Reviews

Capital Punishment
Roadkill

(Captured Tracks)

7/10

This reissue of Ben Stiller’s high school band could easily play out like a scene from his trilogy of Meet the… films. Imagine it: Robert De Niro is tipped off by one of his bungling informers that Gaylord Focker was once a drug-taking, heavy-drinking punk rocker in his youth. Cue a scene where Stiller is playing air guitar to a Ramones song, probably ‘Blitzkrieg Bop’, and De Niro is hanging by his fingertips from a second story window ledge before being spotted by Stiller and he falls into a skip of mattresses.

Except, Capital Punishment aren’t really a punk rock band. Especially not in your late ’70s traditional meaning. It’s very avant-garde, kicking off with a news commentary of a “hillside strangler” seeping into bagpipes and white noise. ‘Confusion’ is reminiscent of early Talking Heads, so much so it could be David Byrne’s new single.

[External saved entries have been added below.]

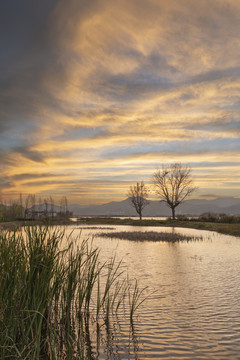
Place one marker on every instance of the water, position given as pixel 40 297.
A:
pixel 194 312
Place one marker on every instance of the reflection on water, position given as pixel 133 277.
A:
pixel 194 312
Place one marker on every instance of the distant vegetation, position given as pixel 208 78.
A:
pixel 32 208
pixel 149 236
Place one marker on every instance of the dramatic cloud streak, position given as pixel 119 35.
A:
pixel 96 94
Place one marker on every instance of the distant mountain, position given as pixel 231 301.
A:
pixel 193 207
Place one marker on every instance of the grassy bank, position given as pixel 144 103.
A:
pixel 149 236
pixel 221 227
pixel 52 296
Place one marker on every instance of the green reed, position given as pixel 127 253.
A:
pixel 48 293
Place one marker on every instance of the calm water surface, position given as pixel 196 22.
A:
pixel 194 312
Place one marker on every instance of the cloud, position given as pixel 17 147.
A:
pixel 116 84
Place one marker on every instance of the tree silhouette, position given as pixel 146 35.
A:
pixel 137 196
pixel 173 184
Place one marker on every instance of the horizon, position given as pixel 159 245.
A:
pixel 96 96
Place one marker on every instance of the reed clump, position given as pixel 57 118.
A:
pixel 49 292
pixel 149 236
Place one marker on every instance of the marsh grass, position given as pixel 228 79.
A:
pixel 149 236
pixel 49 293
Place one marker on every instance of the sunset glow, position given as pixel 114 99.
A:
pixel 96 95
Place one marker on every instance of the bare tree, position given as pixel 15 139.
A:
pixel 51 201
pixel 173 184
pixel 137 196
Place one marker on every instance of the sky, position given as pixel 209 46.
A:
pixel 96 95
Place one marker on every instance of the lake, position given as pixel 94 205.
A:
pixel 193 308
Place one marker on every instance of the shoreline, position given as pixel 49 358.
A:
pixel 223 228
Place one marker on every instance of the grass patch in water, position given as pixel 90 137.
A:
pixel 49 294
pixel 149 236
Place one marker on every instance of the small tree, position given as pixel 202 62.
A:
pixel 173 184
pixel 137 196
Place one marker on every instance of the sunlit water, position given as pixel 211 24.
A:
pixel 194 311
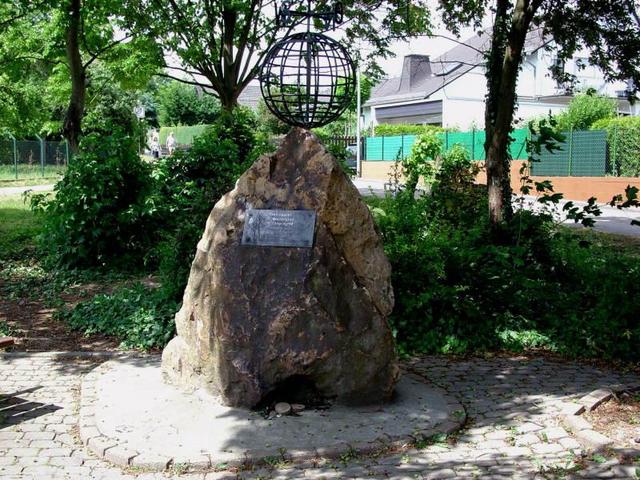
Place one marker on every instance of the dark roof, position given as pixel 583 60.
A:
pixel 444 69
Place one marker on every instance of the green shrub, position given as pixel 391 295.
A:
pixel 140 316
pixel 584 110
pixel 180 104
pixel 422 161
pixel 458 291
pixel 98 213
pixel 188 185
pixel 184 135
pixel 623 136
pixel 389 130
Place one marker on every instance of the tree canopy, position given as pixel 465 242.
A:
pixel 608 30
pixel 221 44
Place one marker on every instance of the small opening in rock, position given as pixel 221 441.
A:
pixel 295 389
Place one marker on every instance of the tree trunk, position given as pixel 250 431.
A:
pixel 502 71
pixel 72 127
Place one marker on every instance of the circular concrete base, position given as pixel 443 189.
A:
pixel 129 416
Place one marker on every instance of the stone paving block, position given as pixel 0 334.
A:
pixel 554 433
pixel 575 423
pixel 593 440
pixel 546 448
pixel 119 455
pixel 438 474
pixel 23 452
pixel 66 461
pixel 569 443
pixel 529 427
pixel 100 444
pixel 595 398
pixel 155 462
pixel 570 408
pixel 39 435
pixel 220 476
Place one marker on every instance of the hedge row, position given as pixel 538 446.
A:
pixel 623 136
pixel 184 134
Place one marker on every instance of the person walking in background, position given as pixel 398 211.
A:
pixel 155 145
pixel 171 143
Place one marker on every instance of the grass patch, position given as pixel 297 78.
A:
pixel 29 172
pixel 29 182
pixel 18 228
pixel 623 244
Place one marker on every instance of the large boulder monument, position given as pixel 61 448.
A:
pixel 289 291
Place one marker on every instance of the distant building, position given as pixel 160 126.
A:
pixel 450 90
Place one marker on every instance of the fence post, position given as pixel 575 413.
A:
pixel 42 148
pixel 473 143
pixel 66 153
pixel 570 150
pixel 616 166
pixel 15 154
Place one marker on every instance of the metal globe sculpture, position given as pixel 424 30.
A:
pixel 307 79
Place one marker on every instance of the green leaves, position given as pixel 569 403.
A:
pixel 457 290
pixel 141 316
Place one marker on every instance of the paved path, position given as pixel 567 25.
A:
pixel 11 191
pixel 514 432
pixel 612 220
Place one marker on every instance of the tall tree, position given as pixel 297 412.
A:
pixel 73 35
pixel 221 44
pixel 607 29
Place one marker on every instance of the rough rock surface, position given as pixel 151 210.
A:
pixel 257 318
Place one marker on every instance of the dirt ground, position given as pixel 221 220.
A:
pixel 32 325
pixel 619 419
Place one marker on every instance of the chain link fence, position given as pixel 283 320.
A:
pixel 32 159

It’s quite remarkable that a bunch of teenagers from New York City, who would end up being judges, professors, documentary makers and, one, a Hollywood megastar, would make a record with such a melting pot of ideas and influences. There’s even a parody of Spinal Tap on ‘Delta Time’, aping the faux English accents that were already taking the piss out of Mick Jagger.

There’s a definite post-punk new wave feel, a sense that even as teenagers they’d decided that punk-by-numbers was dead. This is a piece of social history that could easily come straight out of a movie.